Foreign trade. – In the period 1953-57, the average of imports was 59,733 million cruzeiros and that of exports of 49,933 million cruzeiros, with a deficit therefore reduced to only 10 million cruzeiros. In exports, the main item is still coffee, followed by cocoa, wood, manganese, iron ores; imports refer mainly to manufactured products, foodstuffs, wheat, coal. The United States is the country to which Brazilian trade is most active for both exports and imports; followed by Germany, Argentina, Great Britain, Sweden.

Communications. – The development of the Brazilian railway network in 1957 was 37,414 km, of which about 2,000 electrified. Numerous new lines have been built in recent years; in 1950 the 162 km long Caculé-Monte Azul line was inaugurated; in 1955 instead, that Corumbá-Santa Cruz, which allows direct communication with Bolivia. During the same period, the 1454 km long São Paulo-Porto Alegre line, the General Luz-Passo Fundo, the 450 km long Pucarana-Guaíra-Porto Mendes line were built. In 1956 the Serra do Navio-Santana line, 195 km long, came into operation, intended to facilitate the transport of manganese minerals to the export port (Porto Macapá) and which will be able to transport even 600-800 thousand tons per year of mineral. In relation to the Inauguration of the new capital, work has begun on the construction of the Brasilia-Piraporá railway, over 300 km long. Work is also planned for the construction of other railway sections for about 2000 km.

In 1956 the road network was 467,448 km, of which 4260 were asphalted or with metallic pavement; approximately 75,000 km are regularly serviced and are always passable. In 1957 another 2017 km of roads were built and 1136 km of the existing ones were paved. Motor vehicle traffic in 1957 was. of 754,405 units.

The merchant navy in 1950 amounted to 700,000 tons of gross tonnage, which had risen to 800,000 tons in 1956, and to 891,000 tons in 1957, with a number of 398 ships. The oil tankers, as already mentioned, are currently 31.

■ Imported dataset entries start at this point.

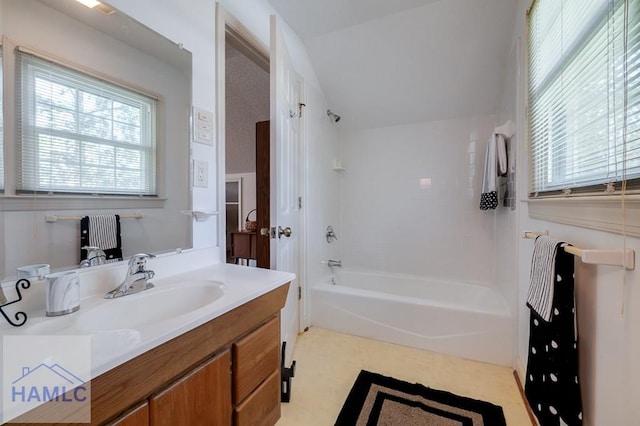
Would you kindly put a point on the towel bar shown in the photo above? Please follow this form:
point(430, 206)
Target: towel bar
point(621, 257)
point(54, 218)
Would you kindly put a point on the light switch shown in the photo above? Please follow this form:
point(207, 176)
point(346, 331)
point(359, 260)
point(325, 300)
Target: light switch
point(202, 126)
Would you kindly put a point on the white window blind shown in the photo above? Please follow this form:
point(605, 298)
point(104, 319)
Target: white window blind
point(81, 134)
point(584, 94)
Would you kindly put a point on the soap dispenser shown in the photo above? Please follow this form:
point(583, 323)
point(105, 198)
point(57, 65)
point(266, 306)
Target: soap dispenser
point(62, 293)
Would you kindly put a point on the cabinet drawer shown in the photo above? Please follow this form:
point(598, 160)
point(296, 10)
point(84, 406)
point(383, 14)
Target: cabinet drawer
point(202, 397)
point(255, 357)
point(262, 407)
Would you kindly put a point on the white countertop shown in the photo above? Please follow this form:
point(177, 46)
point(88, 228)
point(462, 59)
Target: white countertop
point(114, 346)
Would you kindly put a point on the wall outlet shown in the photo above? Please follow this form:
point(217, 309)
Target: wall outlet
point(200, 174)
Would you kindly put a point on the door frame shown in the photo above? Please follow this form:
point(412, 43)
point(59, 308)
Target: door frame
point(229, 27)
point(244, 40)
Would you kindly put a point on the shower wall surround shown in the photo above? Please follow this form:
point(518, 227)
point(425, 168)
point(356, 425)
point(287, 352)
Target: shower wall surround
point(410, 196)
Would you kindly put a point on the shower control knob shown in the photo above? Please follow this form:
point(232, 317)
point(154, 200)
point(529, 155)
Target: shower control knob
point(286, 232)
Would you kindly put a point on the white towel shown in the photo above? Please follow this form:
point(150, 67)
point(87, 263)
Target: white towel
point(543, 264)
point(495, 164)
point(103, 231)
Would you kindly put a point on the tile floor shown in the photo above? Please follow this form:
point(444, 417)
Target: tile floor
point(327, 363)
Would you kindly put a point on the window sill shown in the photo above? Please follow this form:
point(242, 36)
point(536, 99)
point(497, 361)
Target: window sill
point(10, 203)
point(602, 213)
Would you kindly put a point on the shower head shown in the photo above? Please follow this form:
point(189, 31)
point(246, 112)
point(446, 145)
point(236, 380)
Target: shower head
point(333, 116)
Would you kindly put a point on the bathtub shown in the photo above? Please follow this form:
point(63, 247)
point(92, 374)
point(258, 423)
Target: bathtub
point(465, 320)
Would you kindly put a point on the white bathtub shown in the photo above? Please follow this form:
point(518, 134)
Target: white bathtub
point(465, 320)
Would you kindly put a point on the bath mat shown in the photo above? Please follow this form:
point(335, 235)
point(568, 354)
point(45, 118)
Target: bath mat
point(379, 400)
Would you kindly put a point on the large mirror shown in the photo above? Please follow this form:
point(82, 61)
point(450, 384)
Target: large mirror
point(109, 44)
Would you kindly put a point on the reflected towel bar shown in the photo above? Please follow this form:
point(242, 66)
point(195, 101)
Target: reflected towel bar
point(53, 218)
point(622, 257)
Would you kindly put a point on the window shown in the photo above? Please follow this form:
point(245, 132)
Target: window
point(1, 127)
point(584, 95)
point(81, 134)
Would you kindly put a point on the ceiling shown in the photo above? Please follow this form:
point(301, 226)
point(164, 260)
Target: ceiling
point(383, 63)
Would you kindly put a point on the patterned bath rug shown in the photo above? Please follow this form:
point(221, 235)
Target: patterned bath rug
point(376, 400)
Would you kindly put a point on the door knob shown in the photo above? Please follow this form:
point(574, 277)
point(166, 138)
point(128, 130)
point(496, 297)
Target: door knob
point(286, 232)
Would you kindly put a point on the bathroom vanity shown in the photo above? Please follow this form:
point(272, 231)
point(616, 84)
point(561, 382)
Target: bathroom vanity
point(221, 368)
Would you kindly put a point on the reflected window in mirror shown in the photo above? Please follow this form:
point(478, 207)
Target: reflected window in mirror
point(1, 126)
point(78, 133)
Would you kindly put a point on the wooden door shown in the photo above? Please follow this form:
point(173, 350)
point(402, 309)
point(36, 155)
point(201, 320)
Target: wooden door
point(285, 176)
point(202, 397)
point(263, 188)
point(139, 416)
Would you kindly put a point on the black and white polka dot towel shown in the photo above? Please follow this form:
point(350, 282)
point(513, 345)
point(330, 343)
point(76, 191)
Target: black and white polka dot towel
point(552, 384)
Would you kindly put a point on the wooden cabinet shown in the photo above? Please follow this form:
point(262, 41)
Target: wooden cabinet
point(256, 378)
point(224, 371)
point(202, 397)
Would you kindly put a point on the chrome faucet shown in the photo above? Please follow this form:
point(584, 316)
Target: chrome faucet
point(334, 263)
point(95, 256)
point(137, 278)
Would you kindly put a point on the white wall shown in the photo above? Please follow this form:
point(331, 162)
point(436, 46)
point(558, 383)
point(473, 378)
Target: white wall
point(608, 304)
point(322, 194)
point(392, 223)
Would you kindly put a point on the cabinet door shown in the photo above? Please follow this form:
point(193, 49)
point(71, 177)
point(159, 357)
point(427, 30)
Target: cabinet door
point(139, 416)
point(255, 356)
point(202, 397)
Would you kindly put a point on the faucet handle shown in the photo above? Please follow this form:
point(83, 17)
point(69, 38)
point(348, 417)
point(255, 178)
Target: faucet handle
point(138, 261)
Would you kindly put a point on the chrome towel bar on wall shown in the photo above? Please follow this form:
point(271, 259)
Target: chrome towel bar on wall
point(621, 257)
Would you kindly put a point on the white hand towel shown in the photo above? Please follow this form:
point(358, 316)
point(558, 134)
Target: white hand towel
point(543, 261)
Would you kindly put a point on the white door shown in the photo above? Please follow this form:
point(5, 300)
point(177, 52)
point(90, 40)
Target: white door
point(285, 146)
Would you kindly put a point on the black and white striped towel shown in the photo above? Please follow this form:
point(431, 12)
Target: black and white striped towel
point(540, 297)
point(101, 231)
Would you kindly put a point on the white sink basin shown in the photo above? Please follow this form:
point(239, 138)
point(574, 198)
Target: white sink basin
point(150, 306)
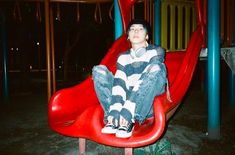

Air services are of great importance in Brazil, which greatly increased after the Second World War. In 1956 there were 344 airports, with a movement of 2,805,097 passengers entering and 2,786,138 exiting; 300 appliances in service, distributed in 26 companies. It should therefore be remembered that today the Brazil in internal aeronavigation occupies the second place in the world for the overall length of the routes (flown in 1956, 149,475,691 km) and for the intensity of traffic.